Of all the questions posed in the legal proceedings following the 2009 murder of Indigenous community leader Javier Chocobar on his own property, none strikes with such force as “Why were you there?” To the Chuschagasta people of Argentina and director Lucrecia Martel, who captures their long struggle for justice in the documentary Landmarks, the repetition of this inquiry only serves to emphasize its absurdity.
From its introductory montage, which opens with satellite imagery above the Earth before narrowing the lens’s focus on the Chuschagasta people’s land in Argentina’s northwestern Tucumán Province, Martel’s first feature-length documentary stresses its need to witness the totality of a tragedy: The murder of the 68-year-old Chocobar by Darío Luis Amín, a local landowner attempting a forcible eviction to exploit his land’s minerals. It’s the latest inflection point in a long fight over territorial custodianship, land rights, and property claims.
The film exists somewhere between a legal drama and an ethnographic portrait of the Chuschagasta community as it strives to maintain dominion over its land. Martel makes a powerful choice to shoot much of the witness testimony at the trial either in profile or from behind the speakers, focusing attention on the message rather than the messengers by denying access to facial expressions. What’s on trial for Martel isn’t merely the actions of Amín and the other accomplices responsible for Chocobar’s death. Landmarks takes up its case against the centuries-old processes of dehumanization and disenfranchisement of a people.

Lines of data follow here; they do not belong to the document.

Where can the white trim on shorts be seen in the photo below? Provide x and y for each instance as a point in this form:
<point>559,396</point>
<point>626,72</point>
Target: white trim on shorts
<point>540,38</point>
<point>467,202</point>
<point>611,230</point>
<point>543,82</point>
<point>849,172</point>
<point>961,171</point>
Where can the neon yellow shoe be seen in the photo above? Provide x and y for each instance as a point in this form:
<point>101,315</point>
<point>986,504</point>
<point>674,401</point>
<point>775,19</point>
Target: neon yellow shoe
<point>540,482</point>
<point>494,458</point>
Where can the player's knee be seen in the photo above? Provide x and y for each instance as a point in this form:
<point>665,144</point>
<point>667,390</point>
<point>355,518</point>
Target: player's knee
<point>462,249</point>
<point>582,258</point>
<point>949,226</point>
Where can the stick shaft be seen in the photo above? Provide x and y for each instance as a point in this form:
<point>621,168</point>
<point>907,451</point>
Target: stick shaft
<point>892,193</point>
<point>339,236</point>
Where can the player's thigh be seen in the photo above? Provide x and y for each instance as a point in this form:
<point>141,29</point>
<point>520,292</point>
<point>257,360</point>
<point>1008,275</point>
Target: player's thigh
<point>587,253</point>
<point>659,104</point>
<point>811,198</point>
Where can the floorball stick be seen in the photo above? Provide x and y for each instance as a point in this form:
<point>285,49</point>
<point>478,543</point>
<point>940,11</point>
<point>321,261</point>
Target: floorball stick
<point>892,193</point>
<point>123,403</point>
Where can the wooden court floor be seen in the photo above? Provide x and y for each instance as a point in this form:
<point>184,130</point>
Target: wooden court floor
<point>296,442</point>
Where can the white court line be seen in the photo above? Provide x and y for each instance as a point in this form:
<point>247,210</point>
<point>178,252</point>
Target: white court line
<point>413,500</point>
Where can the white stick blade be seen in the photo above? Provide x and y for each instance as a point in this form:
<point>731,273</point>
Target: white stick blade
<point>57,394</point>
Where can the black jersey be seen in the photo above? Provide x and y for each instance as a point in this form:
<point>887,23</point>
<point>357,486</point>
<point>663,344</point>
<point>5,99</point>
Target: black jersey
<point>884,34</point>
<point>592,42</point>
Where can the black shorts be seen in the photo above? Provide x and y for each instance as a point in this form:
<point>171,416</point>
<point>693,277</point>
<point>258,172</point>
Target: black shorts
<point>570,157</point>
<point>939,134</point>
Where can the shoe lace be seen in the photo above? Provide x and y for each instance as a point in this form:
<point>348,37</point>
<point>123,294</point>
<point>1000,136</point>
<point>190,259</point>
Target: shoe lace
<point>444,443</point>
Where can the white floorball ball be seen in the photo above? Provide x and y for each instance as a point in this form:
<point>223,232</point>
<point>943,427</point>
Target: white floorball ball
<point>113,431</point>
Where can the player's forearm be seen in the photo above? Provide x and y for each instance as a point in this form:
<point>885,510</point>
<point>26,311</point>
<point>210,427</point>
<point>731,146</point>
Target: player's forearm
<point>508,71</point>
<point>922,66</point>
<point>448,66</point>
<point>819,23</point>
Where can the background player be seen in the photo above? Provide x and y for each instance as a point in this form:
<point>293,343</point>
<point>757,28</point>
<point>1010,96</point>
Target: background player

The members of the Chuschagasta community persist against the odds despite not having a common bond of race, language, or any other markers of a protected class. Martel identifies their sense of kinship with the land, and while this hallowed ground bears the fruits of their labors, it cannot express their history and hopes in the way that a documentary can.
The documentary bore the title Chocobar for many years, and it’s apt that Martel changed its Spanish title to Nuestra Tierra. After all, this is less a portrait of one martyred man than a mosaic of a resistant community, and the lack of designation of Chuschagasta individuals by their standing in the group further lends the film an appropriately democratic thrust.
Even though its shift away from the trial feels organic, Landmarks can feel rudderless in its second hour as Martel largely lets the members of the community narrate their own history. Even the most passionate speaker cannot overcome the law of diminishing returns. Still, as she elevates the perspectives of these long-voiceless individuals, each voice solidifies just how much the people typify the rugged resilience of the territory to which they’re committed.
Martel makes frequent use of drones to visually represent this symbiosis, splitting the difference between having a boots-on-the-ground perspective like an equal and a bird’s-eye view that sets the filmmaker apart from the action. Unlike many of her contemporaries, Martel doesn’t feel ashamed to hide the machinery of her gaze—even going so far as to show the drones in a few shots. It’s an acknowledgment of her own role in surveillance of a community, even if it’s for the noble purpose of elevating the cause of the people of that community.
Establishing this outsider’s point of view adds outsized shock to a moment at the end of Landmarks when a bird collides with a drone and sends it plummeting down to the ground. It feels all too appropriate that the members of the Chuschagasta community, long the unwitting object of external attention, get to recapture the frame visually just as they do thematically. The power of the shot demonstrates how the outcome of the Chocobar trial feels almost immaterial to the real resolution of the film. Within the framework that matters to Martel, they’ve won.